24 March 2010

Stuffed Caprese Salad

This is a yummy twist on the traditional caprese salad! I was feeling totally adventurous and decided to make this last week for my husband, sister and best friend as a starter to dinner. Caprese salad is one of my favorites!!!

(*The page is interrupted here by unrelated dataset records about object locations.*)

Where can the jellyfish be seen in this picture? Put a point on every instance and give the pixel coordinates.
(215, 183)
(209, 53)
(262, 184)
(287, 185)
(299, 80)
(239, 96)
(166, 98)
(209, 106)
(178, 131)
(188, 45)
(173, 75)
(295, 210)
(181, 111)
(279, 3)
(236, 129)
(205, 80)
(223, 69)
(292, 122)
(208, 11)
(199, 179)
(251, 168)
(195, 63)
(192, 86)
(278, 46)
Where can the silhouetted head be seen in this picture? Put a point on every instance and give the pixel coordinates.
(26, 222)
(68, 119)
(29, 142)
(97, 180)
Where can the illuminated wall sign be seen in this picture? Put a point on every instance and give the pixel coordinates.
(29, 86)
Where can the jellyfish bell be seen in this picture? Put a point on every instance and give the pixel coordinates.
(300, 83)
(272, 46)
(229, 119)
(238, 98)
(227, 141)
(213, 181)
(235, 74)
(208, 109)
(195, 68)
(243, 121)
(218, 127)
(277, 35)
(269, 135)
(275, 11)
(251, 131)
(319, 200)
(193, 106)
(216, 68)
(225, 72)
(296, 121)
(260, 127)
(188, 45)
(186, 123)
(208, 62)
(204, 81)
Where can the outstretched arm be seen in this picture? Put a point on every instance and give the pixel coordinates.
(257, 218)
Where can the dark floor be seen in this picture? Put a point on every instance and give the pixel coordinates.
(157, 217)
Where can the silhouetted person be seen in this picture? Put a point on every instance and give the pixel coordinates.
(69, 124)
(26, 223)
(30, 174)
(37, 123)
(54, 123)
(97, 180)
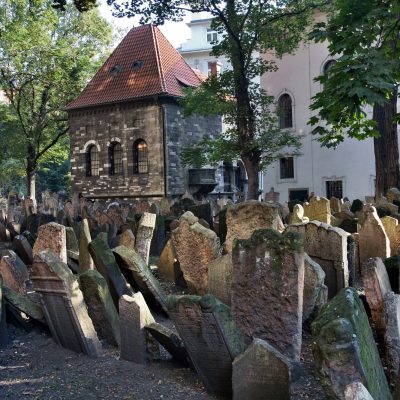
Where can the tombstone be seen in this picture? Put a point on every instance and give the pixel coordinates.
(315, 293)
(344, 347)
(14, 272)
(373, 241)
(52, 237)
(144, 234)
(195, 247)
(220, 278)
(85, 259)
(392, 230)
(376, 285)
(142, 276)
(134, 316)
(170, 341)
(211, 338)
(327, 246)
(261, 373)
(101, 308)
(65, 309)
(244, 218)
(23, 249)
(267, 289)
(106, 264)
(318, 209)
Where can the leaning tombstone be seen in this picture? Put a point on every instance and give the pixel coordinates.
(261, 373)
(344, 347)
(100, 305)
(134, 316)
(64, 306)
(211, 337)
(52, 237)
(267, 289)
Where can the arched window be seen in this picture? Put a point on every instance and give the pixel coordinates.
(140, 157)
(92, 161)
(115, 158)
(285, 111)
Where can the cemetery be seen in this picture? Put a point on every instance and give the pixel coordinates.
(245, 301)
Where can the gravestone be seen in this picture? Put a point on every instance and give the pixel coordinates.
(220, 278)
(85, 259)
(376, 285)
(141, 274)
(267, 289)
(134, 316)
(100, 305)
(144, 234)
(244, 218)
(195, 247)
(327, 246)
(63, 304)
(372, 240)
(211, 338)
(106, 264)
(261, 373)
(52, 237)
(344, 347)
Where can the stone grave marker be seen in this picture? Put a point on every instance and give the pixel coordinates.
(195, 247)
(261, 373)
(211, 338)
(63, 304)
(267, 289)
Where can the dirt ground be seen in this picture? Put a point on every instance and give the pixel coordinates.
(33, 366)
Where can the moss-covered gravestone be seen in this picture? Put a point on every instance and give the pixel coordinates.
(345, 350)
(101, 307)
(267, 289)
(211, 337)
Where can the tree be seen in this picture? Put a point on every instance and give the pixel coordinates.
(247, 28)
(46, 58)
(365, 38)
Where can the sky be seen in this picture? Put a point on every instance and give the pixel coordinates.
(176, 32)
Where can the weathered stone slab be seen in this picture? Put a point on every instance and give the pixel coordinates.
(372, 240)
(211, 338)
(23, 249)
(261, 373)
(220, 278)
(106, 264)
(52, 237)
(143, 277)
(134, 316)
(345, 350)
(376, 285)
(267, 289)
(327, 246)
(244, 218)
(85, 259)
(195, 247)
(100, 305)
(170, 341)
(144, 235)
(63, 304)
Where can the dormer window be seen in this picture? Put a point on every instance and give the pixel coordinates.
(212, 35)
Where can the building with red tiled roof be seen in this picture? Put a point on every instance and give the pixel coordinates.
(127, 127)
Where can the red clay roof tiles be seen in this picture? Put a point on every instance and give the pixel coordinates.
(163, 71)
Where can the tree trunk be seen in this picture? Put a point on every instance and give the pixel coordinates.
(386, 147)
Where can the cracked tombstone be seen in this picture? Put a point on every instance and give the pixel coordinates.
(211, 337)
(267, 289)
(261, 373)
(134, 315)
(63, 304)
(195, 247)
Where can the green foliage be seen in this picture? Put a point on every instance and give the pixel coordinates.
(364, 38)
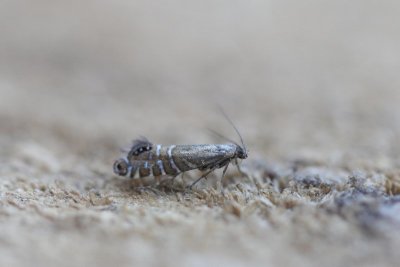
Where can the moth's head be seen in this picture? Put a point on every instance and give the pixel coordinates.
(122, 167)
(241, 152)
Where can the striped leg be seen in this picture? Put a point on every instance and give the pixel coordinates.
(201, 177)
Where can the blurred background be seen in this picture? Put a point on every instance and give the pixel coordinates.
(315, 78)
(314, 82)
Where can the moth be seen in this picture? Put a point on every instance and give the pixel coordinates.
(147, 159)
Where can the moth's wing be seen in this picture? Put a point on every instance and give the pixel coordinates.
(139, 146)
(189, 157)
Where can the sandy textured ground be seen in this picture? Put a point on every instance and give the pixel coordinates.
(314, 88)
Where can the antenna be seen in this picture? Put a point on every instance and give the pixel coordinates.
(234, 127)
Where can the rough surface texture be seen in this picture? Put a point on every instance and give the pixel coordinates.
(313, 86)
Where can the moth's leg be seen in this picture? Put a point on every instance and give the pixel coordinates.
(173, 178)
(242, 172)
(201, 177)
(224, 171)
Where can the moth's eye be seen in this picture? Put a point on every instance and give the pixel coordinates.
(121, 167)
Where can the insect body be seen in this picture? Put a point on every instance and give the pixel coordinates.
(145, 159)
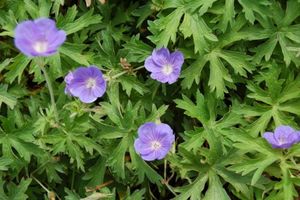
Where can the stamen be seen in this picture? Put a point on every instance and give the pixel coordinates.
(155, 145)
(90, 83)
(167, 69)
(40, 47)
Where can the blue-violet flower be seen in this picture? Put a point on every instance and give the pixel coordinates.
(39, 37)
(283, 137)
(154, 141)
(164, 66)
(87, 83)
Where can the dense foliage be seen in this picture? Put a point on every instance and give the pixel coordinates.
(240, 78)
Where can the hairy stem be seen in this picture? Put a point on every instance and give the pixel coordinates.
(50, 88)
(124, 72)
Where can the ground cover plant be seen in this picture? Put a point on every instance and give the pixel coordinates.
(161, 99)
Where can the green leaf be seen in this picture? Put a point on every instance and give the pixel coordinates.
(15, 192)
(215, 189)
(194, 25)
(16, 68)
(7, 98)
(216, 82)
(73, 51)
(198, 110)
(192, 191)
(165, 28)
(82, 22)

  • 4 tomatoes (I picked medium to large tomatoes)
  • 1/4 tsp Sea Salt
  • 1/8 tsp fresh ground black pepper
  • 3 tbsp EVOO
  • 3 tbsp vinegar (I used balsamic)
  • 1/2 tsp sugar
  • Fresh mozzarella cut into small chunks (I used 2 large mozzarella balls and it was enough to fill the tomatoes)
  • 1/4 c slivered red onion
  • 1/4 c snipped fresh basil


  1. Cut the top off the tomato and spoon out the core, seeds and all, leaving about a 1/2 inch thick shell. Discard pulp. Sprinkle tomatoes with sea salt and pepper. Stand shells on plate (I shaved the bottom of the tomatoes so they would stand better)
  2. For dressing, combine EVOO, vinegar and sugar. Shake well.
  3. In medium bowl, combine mozzarella, red onion, basil and 1.5 tbsp of the dressing. Toss to mix. Spoon cheese mixture into the tomato shells. Cover and refrigerate until ready to serve. To serve, place each tomato on individual plate and sprinkle with additional salt and pepper.